Debugging, Testing and reproducibility
Since Kubeflow (or at least the MiniKF I was running) runs on a cloud cluster, and the code runs inside a container, it’s pretty hard to debug and test the code. I could not find anywhere in their documentation how I can log into the container and start a debugging session. This made testing the code very difficult. In addition to that, since you can’t log into the running environment and see what’s the current data frames and the different artifacts it’s literally impossible to reproduce each run. On the other hand, in Ploomber not only it’s local so immediately you can start a debugging session, you can also log into your docker container and understand the dependencies. It’s way easier to test your code when it’s modular and you don’t need to wait for an entire pipeline to run.
An example of an interactive session inside the Jupyter instance, viewing the DAG and its tasks compared to a black box running remotely.
When Kubeflow will make sense
In case you have a pipeline ready, and you’re looking for a high-performance cluster to deploy it on, meaning after all of the interactive data exploration, analysis and iterations then that’s a good use case for Kubeflow. When you’re early on the process, in need to iterate fast on the data and tweak the pipeline, Ploomber will be the better fit since it streamlines this process.
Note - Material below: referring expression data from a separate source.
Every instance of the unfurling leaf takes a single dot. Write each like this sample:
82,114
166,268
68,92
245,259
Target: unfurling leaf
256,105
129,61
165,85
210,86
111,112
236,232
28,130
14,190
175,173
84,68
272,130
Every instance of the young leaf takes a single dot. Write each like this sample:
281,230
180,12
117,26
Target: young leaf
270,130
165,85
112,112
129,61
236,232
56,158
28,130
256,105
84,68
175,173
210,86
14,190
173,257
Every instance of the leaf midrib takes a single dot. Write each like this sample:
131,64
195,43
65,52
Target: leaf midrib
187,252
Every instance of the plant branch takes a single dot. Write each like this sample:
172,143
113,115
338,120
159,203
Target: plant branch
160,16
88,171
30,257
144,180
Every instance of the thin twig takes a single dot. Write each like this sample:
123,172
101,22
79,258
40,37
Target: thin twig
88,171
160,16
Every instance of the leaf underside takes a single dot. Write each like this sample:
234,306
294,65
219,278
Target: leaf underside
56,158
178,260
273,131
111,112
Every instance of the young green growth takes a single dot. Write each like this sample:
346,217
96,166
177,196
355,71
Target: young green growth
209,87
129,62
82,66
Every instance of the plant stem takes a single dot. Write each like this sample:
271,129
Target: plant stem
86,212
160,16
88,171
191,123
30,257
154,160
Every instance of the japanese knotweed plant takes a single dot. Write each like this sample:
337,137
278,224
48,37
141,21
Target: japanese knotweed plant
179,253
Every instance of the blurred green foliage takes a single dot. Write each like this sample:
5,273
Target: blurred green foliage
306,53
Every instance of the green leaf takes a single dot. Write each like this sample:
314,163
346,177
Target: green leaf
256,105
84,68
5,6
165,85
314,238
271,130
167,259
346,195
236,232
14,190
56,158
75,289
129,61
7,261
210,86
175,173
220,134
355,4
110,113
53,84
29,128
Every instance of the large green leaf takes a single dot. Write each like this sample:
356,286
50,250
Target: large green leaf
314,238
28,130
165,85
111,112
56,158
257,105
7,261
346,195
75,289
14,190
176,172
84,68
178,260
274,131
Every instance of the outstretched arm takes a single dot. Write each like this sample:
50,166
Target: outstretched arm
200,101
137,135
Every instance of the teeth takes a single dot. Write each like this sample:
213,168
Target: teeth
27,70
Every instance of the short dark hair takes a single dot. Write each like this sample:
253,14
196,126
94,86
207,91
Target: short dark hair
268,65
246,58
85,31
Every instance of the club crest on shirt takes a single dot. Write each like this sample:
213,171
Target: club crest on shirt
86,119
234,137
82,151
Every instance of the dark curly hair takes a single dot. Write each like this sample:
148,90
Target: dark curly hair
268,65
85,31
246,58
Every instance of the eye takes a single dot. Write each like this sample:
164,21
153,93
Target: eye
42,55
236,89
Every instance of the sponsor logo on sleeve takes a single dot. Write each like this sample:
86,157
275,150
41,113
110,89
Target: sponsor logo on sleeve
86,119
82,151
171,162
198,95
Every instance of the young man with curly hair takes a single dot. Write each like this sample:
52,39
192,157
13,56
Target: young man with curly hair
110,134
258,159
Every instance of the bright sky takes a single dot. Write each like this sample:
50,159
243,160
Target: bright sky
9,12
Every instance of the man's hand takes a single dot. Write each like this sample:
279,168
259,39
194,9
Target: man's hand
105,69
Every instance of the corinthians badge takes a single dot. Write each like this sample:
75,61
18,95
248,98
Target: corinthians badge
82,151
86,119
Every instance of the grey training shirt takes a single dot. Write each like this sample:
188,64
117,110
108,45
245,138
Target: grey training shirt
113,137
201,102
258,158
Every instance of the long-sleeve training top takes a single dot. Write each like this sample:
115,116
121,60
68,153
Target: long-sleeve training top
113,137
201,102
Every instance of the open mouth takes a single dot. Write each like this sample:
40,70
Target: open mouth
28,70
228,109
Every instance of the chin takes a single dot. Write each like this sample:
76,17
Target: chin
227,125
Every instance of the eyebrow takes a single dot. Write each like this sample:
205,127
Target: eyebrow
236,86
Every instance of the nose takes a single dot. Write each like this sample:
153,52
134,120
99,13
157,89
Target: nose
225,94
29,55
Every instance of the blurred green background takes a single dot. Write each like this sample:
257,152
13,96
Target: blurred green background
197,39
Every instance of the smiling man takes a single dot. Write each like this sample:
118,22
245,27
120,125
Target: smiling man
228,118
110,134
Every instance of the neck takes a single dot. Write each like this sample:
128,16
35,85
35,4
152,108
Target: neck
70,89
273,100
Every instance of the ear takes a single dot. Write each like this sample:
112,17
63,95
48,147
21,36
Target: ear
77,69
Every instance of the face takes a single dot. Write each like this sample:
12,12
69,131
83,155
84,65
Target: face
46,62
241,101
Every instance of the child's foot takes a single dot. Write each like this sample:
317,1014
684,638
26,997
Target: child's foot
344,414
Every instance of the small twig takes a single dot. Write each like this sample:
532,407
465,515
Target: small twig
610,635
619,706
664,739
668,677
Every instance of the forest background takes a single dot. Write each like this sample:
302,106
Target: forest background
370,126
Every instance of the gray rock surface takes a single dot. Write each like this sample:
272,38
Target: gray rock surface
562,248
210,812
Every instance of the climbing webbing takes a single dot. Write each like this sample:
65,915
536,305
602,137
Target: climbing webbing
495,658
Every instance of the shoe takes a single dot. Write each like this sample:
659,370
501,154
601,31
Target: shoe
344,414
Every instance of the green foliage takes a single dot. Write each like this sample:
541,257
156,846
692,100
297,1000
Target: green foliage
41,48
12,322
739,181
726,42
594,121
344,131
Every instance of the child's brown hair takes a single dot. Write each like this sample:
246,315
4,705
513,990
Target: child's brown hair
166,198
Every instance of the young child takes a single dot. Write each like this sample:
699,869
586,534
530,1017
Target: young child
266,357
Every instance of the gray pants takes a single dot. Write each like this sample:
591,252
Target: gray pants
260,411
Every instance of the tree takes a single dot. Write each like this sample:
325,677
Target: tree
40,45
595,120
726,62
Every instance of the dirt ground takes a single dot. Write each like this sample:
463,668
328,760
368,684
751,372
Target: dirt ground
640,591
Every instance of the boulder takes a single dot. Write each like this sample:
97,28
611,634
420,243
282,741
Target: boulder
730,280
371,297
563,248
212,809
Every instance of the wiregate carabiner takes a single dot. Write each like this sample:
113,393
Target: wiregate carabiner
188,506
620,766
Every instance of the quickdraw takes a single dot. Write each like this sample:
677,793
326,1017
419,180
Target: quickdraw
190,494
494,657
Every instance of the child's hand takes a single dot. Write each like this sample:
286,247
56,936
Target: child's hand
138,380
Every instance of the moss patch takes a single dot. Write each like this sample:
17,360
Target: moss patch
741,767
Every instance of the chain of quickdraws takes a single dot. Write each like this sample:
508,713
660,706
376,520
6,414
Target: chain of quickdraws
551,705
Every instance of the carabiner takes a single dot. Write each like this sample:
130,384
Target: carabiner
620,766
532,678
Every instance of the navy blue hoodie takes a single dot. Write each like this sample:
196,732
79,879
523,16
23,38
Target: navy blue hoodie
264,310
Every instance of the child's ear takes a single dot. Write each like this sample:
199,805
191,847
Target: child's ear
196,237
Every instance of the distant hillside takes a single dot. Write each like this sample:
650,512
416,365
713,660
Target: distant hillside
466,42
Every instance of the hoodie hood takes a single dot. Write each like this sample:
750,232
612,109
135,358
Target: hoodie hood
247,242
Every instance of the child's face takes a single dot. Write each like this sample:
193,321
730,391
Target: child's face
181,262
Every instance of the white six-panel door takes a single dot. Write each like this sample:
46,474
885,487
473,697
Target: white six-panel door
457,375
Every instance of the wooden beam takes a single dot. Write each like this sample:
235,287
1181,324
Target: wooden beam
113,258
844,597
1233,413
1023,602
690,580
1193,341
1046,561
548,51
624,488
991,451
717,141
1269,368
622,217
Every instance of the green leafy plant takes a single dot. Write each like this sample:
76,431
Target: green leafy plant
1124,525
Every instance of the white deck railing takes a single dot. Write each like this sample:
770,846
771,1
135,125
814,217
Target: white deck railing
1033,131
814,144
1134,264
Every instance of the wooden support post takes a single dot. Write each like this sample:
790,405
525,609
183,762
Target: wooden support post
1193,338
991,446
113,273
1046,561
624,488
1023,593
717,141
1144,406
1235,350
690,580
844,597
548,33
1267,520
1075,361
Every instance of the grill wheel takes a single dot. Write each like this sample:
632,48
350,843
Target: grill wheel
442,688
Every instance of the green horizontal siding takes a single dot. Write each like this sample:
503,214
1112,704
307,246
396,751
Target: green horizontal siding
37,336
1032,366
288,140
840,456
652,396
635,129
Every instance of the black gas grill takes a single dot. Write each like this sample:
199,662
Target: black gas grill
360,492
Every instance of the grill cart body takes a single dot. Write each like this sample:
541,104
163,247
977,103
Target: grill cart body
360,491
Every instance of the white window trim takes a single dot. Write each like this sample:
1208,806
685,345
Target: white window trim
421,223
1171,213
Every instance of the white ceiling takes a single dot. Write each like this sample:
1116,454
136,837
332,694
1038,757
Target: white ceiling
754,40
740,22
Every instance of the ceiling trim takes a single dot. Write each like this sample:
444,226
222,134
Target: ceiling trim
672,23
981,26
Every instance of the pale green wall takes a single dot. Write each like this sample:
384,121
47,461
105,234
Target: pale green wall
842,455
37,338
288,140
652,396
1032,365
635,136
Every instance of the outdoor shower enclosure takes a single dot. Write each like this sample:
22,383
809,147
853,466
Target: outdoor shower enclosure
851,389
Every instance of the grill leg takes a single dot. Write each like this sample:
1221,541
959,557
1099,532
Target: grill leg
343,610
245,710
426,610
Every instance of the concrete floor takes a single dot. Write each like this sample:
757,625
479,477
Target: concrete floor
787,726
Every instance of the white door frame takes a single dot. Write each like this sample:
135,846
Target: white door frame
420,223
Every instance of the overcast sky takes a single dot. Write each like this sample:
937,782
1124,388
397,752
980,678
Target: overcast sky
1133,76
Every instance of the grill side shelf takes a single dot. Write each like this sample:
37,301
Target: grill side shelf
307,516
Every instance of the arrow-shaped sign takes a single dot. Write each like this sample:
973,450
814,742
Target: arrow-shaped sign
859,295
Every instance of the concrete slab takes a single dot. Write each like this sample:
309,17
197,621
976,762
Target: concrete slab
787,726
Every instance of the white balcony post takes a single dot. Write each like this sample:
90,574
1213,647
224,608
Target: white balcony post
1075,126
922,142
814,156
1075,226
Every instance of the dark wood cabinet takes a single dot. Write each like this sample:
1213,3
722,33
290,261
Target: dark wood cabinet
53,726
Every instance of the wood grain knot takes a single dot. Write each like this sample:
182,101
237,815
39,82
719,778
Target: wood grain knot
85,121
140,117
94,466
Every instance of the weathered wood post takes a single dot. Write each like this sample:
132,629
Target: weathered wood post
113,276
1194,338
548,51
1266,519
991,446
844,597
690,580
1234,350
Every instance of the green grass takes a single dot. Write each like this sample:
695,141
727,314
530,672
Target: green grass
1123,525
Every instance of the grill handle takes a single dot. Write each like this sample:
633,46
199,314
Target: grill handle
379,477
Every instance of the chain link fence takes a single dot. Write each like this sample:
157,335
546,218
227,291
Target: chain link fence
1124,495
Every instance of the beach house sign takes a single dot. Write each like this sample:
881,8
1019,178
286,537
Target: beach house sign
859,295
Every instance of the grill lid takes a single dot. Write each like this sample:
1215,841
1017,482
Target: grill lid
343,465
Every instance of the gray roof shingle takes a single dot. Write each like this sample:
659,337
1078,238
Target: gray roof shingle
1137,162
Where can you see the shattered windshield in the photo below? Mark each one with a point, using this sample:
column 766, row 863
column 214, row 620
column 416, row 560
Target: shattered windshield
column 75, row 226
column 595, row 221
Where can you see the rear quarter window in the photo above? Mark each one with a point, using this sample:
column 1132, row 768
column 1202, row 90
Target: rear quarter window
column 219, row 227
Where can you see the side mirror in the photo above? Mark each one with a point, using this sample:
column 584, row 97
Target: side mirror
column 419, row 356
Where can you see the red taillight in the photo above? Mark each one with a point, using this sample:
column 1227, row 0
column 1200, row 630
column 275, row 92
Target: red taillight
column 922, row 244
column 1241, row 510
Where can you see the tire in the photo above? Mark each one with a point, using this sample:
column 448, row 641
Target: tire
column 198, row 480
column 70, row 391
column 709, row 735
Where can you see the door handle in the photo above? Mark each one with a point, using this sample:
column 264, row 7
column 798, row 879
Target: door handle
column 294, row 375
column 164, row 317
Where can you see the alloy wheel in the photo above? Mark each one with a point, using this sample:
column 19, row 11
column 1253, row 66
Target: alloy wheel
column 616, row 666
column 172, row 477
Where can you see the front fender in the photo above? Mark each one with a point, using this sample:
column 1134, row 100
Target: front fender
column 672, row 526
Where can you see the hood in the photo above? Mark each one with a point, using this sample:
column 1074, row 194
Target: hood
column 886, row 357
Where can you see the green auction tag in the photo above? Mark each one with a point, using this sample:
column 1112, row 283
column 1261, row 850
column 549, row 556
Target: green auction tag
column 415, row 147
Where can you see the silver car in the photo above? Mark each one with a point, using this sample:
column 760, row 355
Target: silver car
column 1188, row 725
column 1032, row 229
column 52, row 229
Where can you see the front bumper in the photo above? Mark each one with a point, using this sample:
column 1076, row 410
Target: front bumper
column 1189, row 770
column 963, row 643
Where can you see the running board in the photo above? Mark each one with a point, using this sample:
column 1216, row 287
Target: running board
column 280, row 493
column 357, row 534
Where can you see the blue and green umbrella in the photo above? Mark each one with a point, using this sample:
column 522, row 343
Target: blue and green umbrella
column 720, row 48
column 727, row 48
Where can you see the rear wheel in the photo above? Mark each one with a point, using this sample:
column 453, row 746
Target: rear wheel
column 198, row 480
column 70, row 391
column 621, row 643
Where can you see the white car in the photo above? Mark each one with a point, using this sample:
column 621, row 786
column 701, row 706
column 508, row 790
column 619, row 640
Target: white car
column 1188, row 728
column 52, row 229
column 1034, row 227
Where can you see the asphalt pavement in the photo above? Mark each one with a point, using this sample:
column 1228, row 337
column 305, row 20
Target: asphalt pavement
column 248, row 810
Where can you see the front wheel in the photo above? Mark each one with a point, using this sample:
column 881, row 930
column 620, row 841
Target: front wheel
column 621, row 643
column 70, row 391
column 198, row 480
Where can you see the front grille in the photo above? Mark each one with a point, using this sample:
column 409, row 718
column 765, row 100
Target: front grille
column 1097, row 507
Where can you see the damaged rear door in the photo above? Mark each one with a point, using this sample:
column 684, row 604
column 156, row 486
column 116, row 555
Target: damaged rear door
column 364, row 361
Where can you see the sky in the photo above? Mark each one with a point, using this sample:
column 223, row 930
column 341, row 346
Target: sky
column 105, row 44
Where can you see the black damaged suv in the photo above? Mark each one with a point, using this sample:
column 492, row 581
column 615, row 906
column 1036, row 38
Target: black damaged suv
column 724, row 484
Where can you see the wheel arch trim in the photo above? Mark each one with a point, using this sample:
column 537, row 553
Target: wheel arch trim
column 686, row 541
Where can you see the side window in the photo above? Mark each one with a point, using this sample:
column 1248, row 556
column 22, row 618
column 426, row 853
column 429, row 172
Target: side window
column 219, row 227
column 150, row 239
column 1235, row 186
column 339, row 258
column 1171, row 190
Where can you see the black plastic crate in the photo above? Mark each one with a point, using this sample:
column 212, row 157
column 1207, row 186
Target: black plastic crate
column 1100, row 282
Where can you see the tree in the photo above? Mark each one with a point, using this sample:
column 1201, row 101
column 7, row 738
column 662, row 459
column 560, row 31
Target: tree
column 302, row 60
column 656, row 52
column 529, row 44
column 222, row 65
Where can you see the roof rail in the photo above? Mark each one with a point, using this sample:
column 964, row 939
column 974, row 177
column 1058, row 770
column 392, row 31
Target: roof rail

You can quickly iterate on your workflows, move faster and when you’re ready, the Kubeflow connector will allow you to deploy the final data pipeline seamlessly.
Overall this was an enlightening experience for me, understanding all of the gaps in the existing Kubeflow architecture and bringing the solutions through Ploomber. I believe that data science and MLops work should be easy, maintainable, and reusable. I understand the niche that Kubeflow is going for, and I hope that V2 is producing a better smooth experience for their users. In dev-tools and infrastructure it’s highly important to go for tools that not only solve the problem but also are easy to onboard new people and that its maintenance is friendly (like Ploomber!), after all, the chances the tool will be replaced in a few months aren’t high.